03-26-2020 10:19 PM - edited 03-29-2020 02:03 PM
CPUs in our HP Z640 Workstation are overheating. Automatic fan speed control does not work (based on CPU load / temperature). CPU0 and CPU1 fans has almost the same rpm even the load is almost 0% and temperature 35°C or 100% load and 89 °C (192 °F) CPU temperature. Edit: in next post event 93°C (200 °F).
HP support does not know how to solve the problem at all. During 2 months warranty claim they already changed motherboard, new fans on rear case wall, new USB module on the front case wall. It did not solve the problem. Updated BIOS. Reinstalled OS Win 10 Pro + all drivers. Nothing helped after 3 HP technicians visits onsite.

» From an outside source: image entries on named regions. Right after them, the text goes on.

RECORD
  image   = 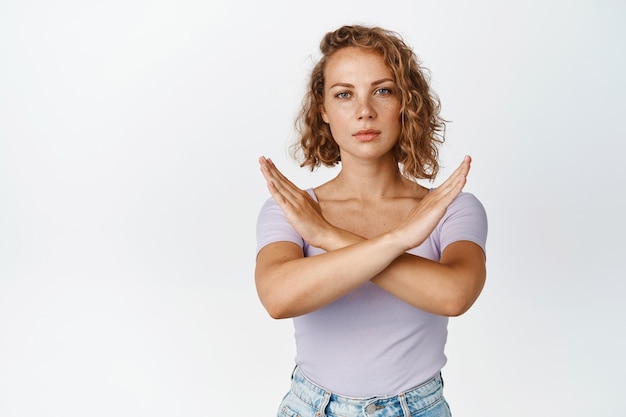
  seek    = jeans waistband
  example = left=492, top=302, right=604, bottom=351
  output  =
left=291, top=367, right=443, bottom=417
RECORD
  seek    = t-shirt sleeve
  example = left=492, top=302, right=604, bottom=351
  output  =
left=439, top=192, right=487, bottom=253
left=256, top=197, right=304, bottom=253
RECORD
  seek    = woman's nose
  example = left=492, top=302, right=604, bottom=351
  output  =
left=357, top=100, right=376, bottom=120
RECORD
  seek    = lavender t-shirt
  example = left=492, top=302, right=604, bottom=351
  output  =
left=257, top=189, right=487, bottom=398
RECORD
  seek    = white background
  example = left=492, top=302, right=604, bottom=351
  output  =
left=0, top=0, right=626, bottom=417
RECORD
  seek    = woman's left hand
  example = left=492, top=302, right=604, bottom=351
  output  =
left=259, top=156, right=333, bottom=249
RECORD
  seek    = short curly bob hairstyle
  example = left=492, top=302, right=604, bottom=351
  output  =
left=291, top=25, right=446, bottom=180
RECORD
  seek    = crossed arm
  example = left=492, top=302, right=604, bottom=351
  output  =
left=255, top=157, right=486, bottom=318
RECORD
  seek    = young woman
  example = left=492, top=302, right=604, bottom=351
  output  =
left=255, top=26, right=487, bottom=417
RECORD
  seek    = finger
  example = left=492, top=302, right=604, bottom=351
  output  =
left=437, top=155, right=471, bottom=193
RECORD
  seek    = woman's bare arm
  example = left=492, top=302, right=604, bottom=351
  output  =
left=255, top=154, right=485, bottom=318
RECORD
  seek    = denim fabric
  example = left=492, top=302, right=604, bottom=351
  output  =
left=277, top=368, right=451, bottom=417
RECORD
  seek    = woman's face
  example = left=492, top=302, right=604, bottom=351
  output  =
left=321, top=47, right=401, bottom=162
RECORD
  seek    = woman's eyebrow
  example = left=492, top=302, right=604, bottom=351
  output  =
left=328, top=78, right=395, bottom=90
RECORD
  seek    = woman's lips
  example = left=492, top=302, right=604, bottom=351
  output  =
left=353, top=129, right=380, bottom=142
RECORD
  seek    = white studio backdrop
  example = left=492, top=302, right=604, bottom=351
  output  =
left=0, top=0, right=626, bottom=417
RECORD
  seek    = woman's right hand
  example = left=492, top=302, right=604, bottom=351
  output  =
left=259, top=156, right=334, bottom=249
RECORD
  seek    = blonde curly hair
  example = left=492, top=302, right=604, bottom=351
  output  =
left=292, top=25, right=446, bottom=180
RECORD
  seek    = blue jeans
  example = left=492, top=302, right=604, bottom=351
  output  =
left=277, top=368, right=451, bottom=417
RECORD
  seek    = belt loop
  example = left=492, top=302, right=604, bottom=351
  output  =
left=315, top=391, right=330, bottom=417
left=398, top=393, right=411, bottom=417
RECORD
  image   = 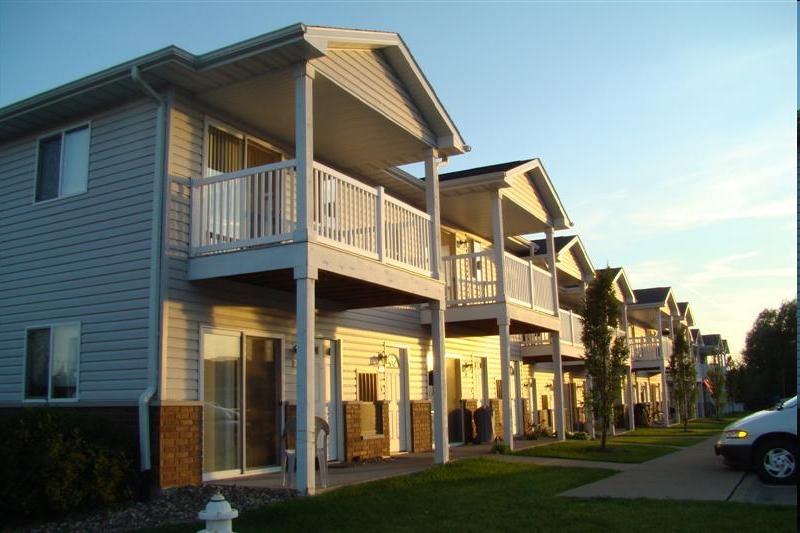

I am very disappointed with HP support. I will never ever buy any HP product anymore.
Configuration: 2x CPU Intel Xeon E5-2690 v4 (14x core @ 2.6 GHz), 128 GB ECC RAM, HP NVIDIA Quadro M4000, 8GB GDDR5
Motherboard: HP model 212A, version 1.01
Chipset: Intel C612 (Wellsburg-G) https://ark.intel.com/content/www/us/en/ark/products/81759/intel-c612-chipset.html
CPU Intel Xeon E5-2690 v4 https://ark.intel.com/content/www/us/en/ark/products/91770/intel-xeon-processor-e5-2690-v4-35m-cache...
Current BIOS: M60 02.50 (newest available). I already tried to downgrade to M60 02.48 if it will help as I expected there is some software bug in the BIOS. It did not help. Finally I tried downgrade to M60 02.31 from 2017 year when this PC was procuded. Did not help, too.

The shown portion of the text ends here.